On this Christmas day, I think it would be good to reflect for just a moment on
the Incarnation. God became man and took on human flesh. This is a great theological
wonder and mystery.
Malcolm Muggeridge wrote this to describe the importance of the birth of Christ.
“Thanks to the great mercy and marvel of the Incarnation, the cosmic scene is resolved
into a human drama. A human drama in which God reached down to relate Himself to
man and man reaches up to relate himself to God. Time looks into eternity and eternity
into time, making now always and always now.
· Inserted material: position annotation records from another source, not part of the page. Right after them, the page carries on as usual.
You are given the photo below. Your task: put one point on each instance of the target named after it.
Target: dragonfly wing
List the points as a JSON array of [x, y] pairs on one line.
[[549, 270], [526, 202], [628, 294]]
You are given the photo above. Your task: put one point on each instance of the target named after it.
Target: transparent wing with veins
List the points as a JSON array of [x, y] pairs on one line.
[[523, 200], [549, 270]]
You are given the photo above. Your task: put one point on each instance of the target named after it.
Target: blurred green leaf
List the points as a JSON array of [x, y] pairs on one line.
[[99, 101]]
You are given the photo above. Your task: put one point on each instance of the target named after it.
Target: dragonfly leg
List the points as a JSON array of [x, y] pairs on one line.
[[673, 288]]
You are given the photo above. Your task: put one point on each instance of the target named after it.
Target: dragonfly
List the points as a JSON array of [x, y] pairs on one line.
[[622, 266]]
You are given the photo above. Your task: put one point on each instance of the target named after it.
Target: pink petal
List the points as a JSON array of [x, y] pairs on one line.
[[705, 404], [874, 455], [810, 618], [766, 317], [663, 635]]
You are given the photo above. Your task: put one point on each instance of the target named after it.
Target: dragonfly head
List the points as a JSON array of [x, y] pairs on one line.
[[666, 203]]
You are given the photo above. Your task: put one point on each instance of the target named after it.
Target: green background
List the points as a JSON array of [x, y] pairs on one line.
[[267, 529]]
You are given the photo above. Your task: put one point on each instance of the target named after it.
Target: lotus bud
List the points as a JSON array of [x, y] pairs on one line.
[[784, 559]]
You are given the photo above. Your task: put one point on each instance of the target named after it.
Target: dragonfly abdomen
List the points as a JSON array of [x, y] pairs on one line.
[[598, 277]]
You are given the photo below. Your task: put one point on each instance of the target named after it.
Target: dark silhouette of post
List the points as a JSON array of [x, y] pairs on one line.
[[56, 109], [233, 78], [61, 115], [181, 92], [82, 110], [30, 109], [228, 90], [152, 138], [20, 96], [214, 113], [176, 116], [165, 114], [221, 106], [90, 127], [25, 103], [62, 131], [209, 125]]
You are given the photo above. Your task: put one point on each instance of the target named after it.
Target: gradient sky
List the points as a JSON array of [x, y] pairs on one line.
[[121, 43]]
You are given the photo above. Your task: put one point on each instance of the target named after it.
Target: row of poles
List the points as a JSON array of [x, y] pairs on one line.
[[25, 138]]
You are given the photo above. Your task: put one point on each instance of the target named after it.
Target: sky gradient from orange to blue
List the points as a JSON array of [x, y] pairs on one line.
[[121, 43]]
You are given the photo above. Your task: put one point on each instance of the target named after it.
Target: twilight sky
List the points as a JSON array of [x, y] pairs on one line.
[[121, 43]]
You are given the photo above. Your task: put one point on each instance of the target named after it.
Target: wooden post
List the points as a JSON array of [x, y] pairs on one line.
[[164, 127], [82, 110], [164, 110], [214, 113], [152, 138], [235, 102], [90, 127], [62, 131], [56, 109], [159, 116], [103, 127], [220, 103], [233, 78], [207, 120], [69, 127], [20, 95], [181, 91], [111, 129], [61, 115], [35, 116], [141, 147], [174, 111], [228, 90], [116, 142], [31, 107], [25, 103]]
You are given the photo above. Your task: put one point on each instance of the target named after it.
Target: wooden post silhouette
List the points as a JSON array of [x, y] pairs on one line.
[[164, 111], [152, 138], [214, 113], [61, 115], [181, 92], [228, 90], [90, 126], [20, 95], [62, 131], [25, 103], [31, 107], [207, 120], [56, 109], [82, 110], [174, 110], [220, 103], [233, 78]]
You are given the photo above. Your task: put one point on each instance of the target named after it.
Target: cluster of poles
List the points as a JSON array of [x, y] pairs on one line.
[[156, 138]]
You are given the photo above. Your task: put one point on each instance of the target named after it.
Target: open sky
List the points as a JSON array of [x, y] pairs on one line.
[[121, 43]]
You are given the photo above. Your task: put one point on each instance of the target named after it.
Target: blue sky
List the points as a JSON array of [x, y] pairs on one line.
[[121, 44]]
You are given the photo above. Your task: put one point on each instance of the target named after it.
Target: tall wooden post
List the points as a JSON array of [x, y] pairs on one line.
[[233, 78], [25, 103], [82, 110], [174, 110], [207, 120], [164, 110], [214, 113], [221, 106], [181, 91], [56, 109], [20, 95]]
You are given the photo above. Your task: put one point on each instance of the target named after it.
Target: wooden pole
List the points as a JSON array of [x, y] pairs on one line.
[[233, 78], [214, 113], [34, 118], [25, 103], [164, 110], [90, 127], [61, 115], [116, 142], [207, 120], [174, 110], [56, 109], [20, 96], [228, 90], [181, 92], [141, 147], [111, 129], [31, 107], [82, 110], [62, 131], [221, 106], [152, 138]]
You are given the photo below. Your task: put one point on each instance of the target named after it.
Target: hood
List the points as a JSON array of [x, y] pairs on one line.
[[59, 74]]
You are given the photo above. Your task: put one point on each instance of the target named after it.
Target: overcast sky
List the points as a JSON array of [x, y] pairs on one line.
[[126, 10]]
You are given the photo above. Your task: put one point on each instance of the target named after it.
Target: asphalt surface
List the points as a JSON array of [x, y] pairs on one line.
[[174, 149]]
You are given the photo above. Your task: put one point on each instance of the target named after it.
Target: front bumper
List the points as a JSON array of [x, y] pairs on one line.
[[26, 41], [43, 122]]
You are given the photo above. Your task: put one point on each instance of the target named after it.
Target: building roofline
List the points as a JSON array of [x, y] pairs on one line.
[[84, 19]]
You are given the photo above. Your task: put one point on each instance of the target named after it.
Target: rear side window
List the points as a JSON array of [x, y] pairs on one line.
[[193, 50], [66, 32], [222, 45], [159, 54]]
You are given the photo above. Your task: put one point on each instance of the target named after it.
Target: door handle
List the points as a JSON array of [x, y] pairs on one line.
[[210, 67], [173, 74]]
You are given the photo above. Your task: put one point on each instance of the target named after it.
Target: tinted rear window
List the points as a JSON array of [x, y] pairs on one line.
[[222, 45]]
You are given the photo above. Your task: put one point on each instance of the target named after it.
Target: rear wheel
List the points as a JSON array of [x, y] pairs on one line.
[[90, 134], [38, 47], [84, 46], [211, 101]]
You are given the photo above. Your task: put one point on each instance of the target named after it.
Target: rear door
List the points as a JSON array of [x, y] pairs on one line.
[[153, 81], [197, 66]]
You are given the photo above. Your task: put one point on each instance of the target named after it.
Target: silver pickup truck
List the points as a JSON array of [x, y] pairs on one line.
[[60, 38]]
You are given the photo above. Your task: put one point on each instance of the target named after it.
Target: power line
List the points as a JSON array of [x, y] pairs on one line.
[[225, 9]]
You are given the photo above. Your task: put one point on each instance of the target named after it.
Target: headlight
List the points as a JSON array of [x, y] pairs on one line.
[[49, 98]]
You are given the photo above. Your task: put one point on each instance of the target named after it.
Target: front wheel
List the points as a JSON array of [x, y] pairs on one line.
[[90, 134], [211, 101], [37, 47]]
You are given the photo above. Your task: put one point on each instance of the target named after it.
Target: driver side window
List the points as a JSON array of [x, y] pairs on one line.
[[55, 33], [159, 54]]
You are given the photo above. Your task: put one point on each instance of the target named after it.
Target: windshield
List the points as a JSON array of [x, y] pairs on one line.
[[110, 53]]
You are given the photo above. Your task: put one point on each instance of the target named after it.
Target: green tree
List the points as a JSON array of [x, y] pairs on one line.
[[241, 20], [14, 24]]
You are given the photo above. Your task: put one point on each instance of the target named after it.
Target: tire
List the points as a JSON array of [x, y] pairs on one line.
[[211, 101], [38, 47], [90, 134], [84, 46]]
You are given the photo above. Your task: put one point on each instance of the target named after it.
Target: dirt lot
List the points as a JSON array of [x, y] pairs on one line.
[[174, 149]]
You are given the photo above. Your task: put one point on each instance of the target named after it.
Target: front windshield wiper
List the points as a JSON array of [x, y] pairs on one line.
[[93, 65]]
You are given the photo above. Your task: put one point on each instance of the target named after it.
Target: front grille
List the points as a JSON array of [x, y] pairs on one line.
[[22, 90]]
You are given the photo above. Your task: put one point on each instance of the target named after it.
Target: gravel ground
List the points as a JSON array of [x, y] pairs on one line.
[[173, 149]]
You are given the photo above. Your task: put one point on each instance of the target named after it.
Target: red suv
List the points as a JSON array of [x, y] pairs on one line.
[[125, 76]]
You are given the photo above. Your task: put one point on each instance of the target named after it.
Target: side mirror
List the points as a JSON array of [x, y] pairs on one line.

Everything is transformed by this
sublime drama of the Incarnation, God’s special parable for man in a fallen world”
God reached down to us by sending the second person of the Trinity to earth to
become part of the human drama and human dilemma. God stepped out of eternity into
time to become part of the human community. What an incredible act of love and mercy.
C.S. Lewis explains that God had to come down that He might lift us up. “In the
Christian story God descends to reascend. He comes down; down from the heights of
absolute being into time and space, down into humanity. . . . But he goes down to come
up again and bring the whole ruined world up with Him.”
God did not just come to dwell among us and comfort us. He came that He might
raise us up through the death, burial, and resurrection of Jesus Christ. Although we
celebrate the birth of Christ today, we also look to the death and resurrection of Christ
that we celebrate at Easter. Romans 5:8 proclaims: “God shows his love for us in that
while we were still sinners, Christ died for us.” 1 Peter 2:24 says that Christ “bore our
sins in His own body on the tree, that we, having died to sins, might live for
righteousness: by whose stripes you were healed.”
One this Christmas day, we should pause to reflect on why Christ came to earth
and what He did for us on the cross.